Still, I’m shocked. What he’s proposing is what I’ve fantasized, sure. I’ve dreamed about it, but I haven’t let myself think about it seriously. Not the practicality. It’s more than I even dared put together in my wildest dreams. “Can we really do that?”
Bruno chuckles. “We can really do anything.”
I say, “I would need Carlo in on this.”
Bruno agrees, “But Carlo will be the first to say ‘yes.’ I know he will.”
I nod in agreement. “I know it, too. But it’s still for him to say. We don’t just take his vote for granted.”
Alessio says, “It doesn’t matter. However much we want it, the don will never allow it.” He shrugs. “I’ll tell him.”
“Sure, Alessio. That’ll do it.” The masculine knockabout between them gets me going a little.
Idiotically, I blurt, “What about the house? Or houses?”
Bruno freezes.
Alessio turns, “What?”
“On Wood Street. I heard you talking at breakfast.” I think I must have misunderstood, and what I want more than anything is for them to tell me that I did.

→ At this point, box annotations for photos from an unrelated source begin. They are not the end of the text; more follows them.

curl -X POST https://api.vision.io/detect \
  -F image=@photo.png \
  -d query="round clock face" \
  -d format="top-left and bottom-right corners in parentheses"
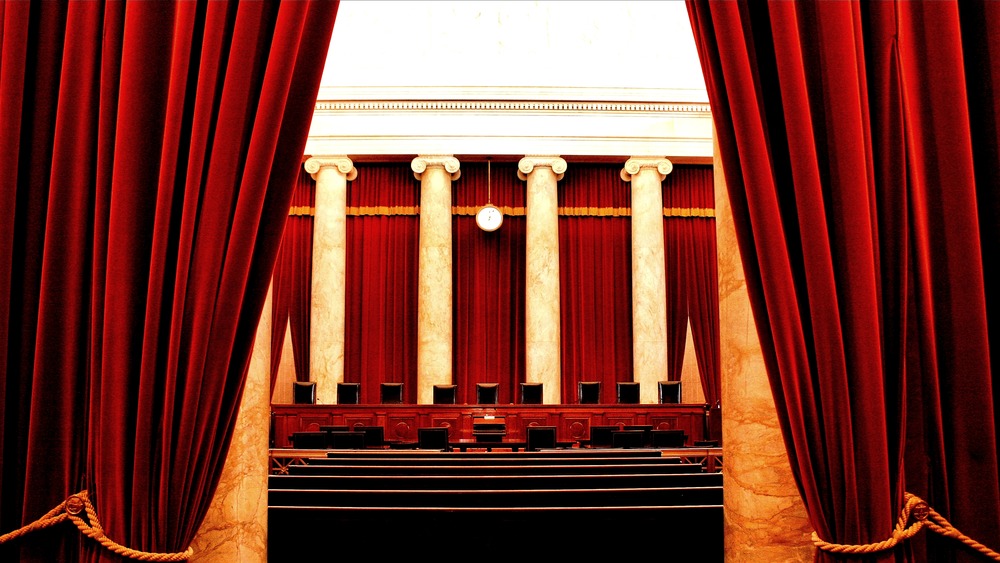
top-left (476, 205), bottom-right (503, 231)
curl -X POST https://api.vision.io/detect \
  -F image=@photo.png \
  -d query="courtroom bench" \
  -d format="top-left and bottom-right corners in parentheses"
top-left (268, 472), bottom-right (722, 491)
top-left (287, 460), bottom-right (704, 475)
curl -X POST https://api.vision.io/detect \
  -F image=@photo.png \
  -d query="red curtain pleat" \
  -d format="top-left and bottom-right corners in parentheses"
top-left (559, 164), bottom-right (633, 403)
top-left (452, 162), bottom-right (526, 404)
top-left (344, 163), bottom-right (420, 403)
top-left (663, 164), bottom-right (722, 407)
top-left (271, 169), bottom-right (316, 393)
top-left (0, 2), bottom-right (338, 561)
top-left (688, 0), bottom-right (1000, 561)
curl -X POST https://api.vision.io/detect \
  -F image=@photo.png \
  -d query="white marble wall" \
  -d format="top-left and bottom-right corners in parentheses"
top-left (517, 156), bottom-right (566, 404)
top-left (410, 155), bottom-right (461, 404)
top-left (715, 139), bottom-right (815, 563)
top-left (190, 291), bottom-right (271, 563)
top-left (621, 157), bottom-right (673, 403)
top-left (305, 156), bottom-right (358, 404)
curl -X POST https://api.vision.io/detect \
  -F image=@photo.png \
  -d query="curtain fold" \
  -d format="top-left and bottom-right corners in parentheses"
top-left (271, 168), bottom-right (316, 394)
top-left (559, 164), bottom-right (633, 403)
top-left (0, 2), bottom-right (338, 561)
top-left (663, 165), bottom-right (722, 407)
top-left (452, 162), bottom-right (526, 404)
top-left (687, 0), bottom-right (1000, 561)
top-left (344, 163), bottom-right (420, 404)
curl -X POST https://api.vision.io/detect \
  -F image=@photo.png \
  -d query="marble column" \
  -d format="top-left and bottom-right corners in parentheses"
top-left (715, 139), bottom-right (815, 563)
top-left (190, 290), bottom-right (271, 563)
top-left (621, 156), bottom-right (674, 403)
top-left (410, 155), bottom-right (461, 404)
top-left (305, 156), bottom-right (358, 404)
top-left (517, 155), bottom-right (566, 404)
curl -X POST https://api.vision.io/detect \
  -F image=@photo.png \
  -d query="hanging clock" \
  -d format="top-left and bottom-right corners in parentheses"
top-left (476, 203), bottom-right (503, 232)
top-left (476, 159), bottom-right (503, 232)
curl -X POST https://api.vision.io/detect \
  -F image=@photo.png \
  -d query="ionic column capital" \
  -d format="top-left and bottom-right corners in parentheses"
top-left (305, 156), bottom-right (358, 180)
top-left (621, 156), bottom-right (674, 182)
top-left (517, 155), bottom-right (566, 181)
top-left (410, 154), bottom-right (462, 180)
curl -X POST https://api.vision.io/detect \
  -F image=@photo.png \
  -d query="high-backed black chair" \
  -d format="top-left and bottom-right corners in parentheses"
top-left (524, 426), bottom-right (556, 452)
top-left (357, 426), bottom-right (385, 448)
top-left (520, 381), bottom-right (543, 405)
top-left (615, 381), bottom-right (639, 405)
top-left (576, 381), bottom-right (601, 405)
top-left (379, 383), bottom-right (403, 405)
top-left (657, 381), bottom-right (681, 405)
top-left (329, 430), bottom-right (365, 450)
top-left (337, 382), bottom-right (361, 405)
top-left (611, 430), bottom-right (642, 448)
top-left (622, 424), bottom-right (653, 446)
top-left (650, 430), bottom-right (687, 448)
top-left (476, 383), bottom-right (500, 405)
top-left (434, 385), bottom-right (458, 405)
top-left (291, 430), bottom-right (330, 450)
top-left (590, 426), bottom-right (618, 448)
top-left (292, 381), bottom-right (316, 405)
top-left (417, 426), bottom-right (450, 451)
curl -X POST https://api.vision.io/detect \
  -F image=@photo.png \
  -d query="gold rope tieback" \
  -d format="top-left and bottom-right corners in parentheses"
top-left (812, 493), bottom-right (1000, 561)
top-left (0, 490), bottom-right (194, 561)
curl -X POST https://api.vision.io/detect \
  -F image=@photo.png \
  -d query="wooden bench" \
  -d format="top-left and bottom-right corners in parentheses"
top-left (268, 473), bottom-right (722, 491)
top-left (268, 505), bottom-right (724, 563)
top-left (268, 486), bottom-right (722, 509)
top-left (288, 462), bottom-right (704, 475)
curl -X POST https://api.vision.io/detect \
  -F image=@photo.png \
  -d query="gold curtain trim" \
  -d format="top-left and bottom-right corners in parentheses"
top-left (342, 205), bottom-right (715, 218)
top-left (663, 207), bottom-right (715, 218)
top-left (347, 205), bottom-right (420, 215)
top-left (288, 205), bottom-right (316, 217)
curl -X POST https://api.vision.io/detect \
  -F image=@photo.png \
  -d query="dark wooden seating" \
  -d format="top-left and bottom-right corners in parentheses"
top-left (268, 450), bottom-right (723, 562)
top-left (287, 460), bottom-right (705, 475)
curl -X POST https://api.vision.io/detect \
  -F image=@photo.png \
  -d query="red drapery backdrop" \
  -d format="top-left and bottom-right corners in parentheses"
top-left (452, 162), bottom-right (526, 404)
top-left (663, 164), bottom-right (722, 407)
top-left (559, 164), bottom-right (633, 403)
top-left (344, 163), bottom-right (420, 403)
top-left (688, 0), bottom-right (1000, 561)
top-left (271, 168), bottom-right (316, 393)
top-left (0, 1), bottom-right (338, 561)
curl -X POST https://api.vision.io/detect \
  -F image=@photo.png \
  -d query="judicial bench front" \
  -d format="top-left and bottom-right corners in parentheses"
top-left (271, 404), bottom-right (706, 448)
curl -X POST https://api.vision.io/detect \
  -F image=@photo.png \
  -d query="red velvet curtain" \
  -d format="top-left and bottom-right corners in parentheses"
top-left (271, 168), bottom-right (316, 393)
top-left (559, 164), bottom-right (633, 403)
top-left (452, 162), bottom-right (526, 404)
top-left (344, 163), bottom-right (420, 403)
top-left (0, 1), bottom-right (338, 561)
top-left (663, 164), bottom-right (722, 406)
top-left (688, 0), bottom-right (1000, 561)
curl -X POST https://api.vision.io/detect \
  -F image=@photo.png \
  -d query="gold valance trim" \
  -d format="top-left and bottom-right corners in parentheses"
top-left (288, 205), bottom-right (316, 217)
top-left (347, 205), bottom-right (420, 215)
top-left (342, 205), bottom-right (715, 219)
top-left (663, 207), bottom-right (715, 219)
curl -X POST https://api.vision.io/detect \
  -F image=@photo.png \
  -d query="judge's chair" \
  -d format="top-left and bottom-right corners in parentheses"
top-left (524, 426), bottom-right (556, 452)
top-left (292, 381), bottom-right (316, 405)
top-left (337, 383), bottom-right (361, 405)
top-left (434, 385), bottom-right (458, 405)
top-left (521, 382), bottom-right (543, 405)
top-left (657, 381), bottom-right (681, 405)
top-left (615, 381), bottom-right (639, 405)
top-left (576, 381), bottom-right (601, 405)
top-left (379, 383), bottom-right (403, 405)
top-left (476, 383), bottom-right (500, 405)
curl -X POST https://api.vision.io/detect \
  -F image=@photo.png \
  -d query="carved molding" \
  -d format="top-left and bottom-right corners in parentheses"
top-left (621, 156), bottom-right (674, 182)
top-left (410, 154), bottom-right (462, 181)
top-left (316, 100), bottom-right (712, 114)
top-left (517, 155), bottom-right (566, 181)
top-left (305, 156), bottom-right (358, 181)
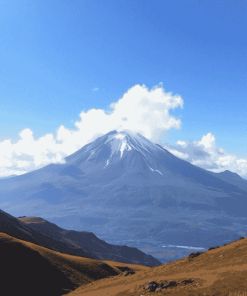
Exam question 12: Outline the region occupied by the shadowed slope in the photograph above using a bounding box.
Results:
[0,233,148,296]
[66,238,247,296]
[0,131,247,250]
[0,210,161,266]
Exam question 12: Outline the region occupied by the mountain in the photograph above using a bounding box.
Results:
[0,233,150,296]
[0,210,161,266]
[65,238,247,296]
[0,131,247,262]
[0,233,247,296]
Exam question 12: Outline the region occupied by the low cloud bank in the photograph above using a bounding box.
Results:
[0,85,183,177]
[0,84,247,177]
[163,133,247,177]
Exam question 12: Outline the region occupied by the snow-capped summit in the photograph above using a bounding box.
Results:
[0,130,247,256]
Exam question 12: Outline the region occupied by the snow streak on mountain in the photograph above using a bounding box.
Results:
[0,131,247,262]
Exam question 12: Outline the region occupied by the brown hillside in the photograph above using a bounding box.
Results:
[0,233,149,296]
[69,238,247,296]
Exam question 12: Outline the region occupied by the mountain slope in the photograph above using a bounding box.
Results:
[0,232,148,296]
[68,238,247,296]
[0,210,161,266]
[0,131,247,260]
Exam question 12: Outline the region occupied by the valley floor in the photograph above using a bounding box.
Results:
[0,233,247,296]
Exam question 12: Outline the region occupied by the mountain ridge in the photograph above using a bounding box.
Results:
[0,131,247,262]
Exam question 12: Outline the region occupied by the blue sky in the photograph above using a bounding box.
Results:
[0,0,247,176]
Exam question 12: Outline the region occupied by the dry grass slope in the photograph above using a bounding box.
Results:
[0,233,247,296]
[65,238,247,296]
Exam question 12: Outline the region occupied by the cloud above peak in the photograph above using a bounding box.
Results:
[0,84,183,176]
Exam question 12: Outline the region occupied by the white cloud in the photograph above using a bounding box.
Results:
[177,141,187,148]
[163,133,247,176]
[0,84,183,176]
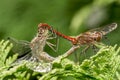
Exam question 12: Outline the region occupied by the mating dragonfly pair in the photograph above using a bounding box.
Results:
[9,23,117,72]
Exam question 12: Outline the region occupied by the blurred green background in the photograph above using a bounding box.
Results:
[0,0,120,56]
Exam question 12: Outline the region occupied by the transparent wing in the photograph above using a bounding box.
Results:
[87,23,117,35]
[8,37,31,57]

Both the men’s faces have fallen into expressions of cold stone. Bruno’s voice is flat and hard. “You’re not family, Lucy. Not yet.”
Alessio says, “We both hope you will be family. We all do. But, I know it’s the same in your family. It is everywhere. An outsider, however close, a guest in the house, is not expected to ask questions, prying into matters of business.”
Bruno’s face is dark. “I thought I knew you, Lucy.”
Alessio’s head shakes.
The two men straighten their clothes and they leave without another word.
Feeling lifeless and empty, I take a look around the summerhouse, checking to see that nothing is too much out of place. I’m weary to my bones. Just cleaning the cups from the coffee seems to drain more energy than I can find.
Probably I should gather the books back together and return them to the library. But I can’t be bothered. I leave them on the coffee table and step out of the summerhouse, into the watery sunshine. As I look back at the door, unbearable pangs claw at my insides, but there’s nothing I can do now. My feet shuffle on the path. I’m looking too much at the ground. It’s only when I’m in front of the gazebo that I see Jago’s steely-eyed grin.
Now I know for sure. The note under my coffee cup was a clever trap, and I skipped straight into it. Jago left the note.
Her chin tips up in a gesture of contempt and triumph.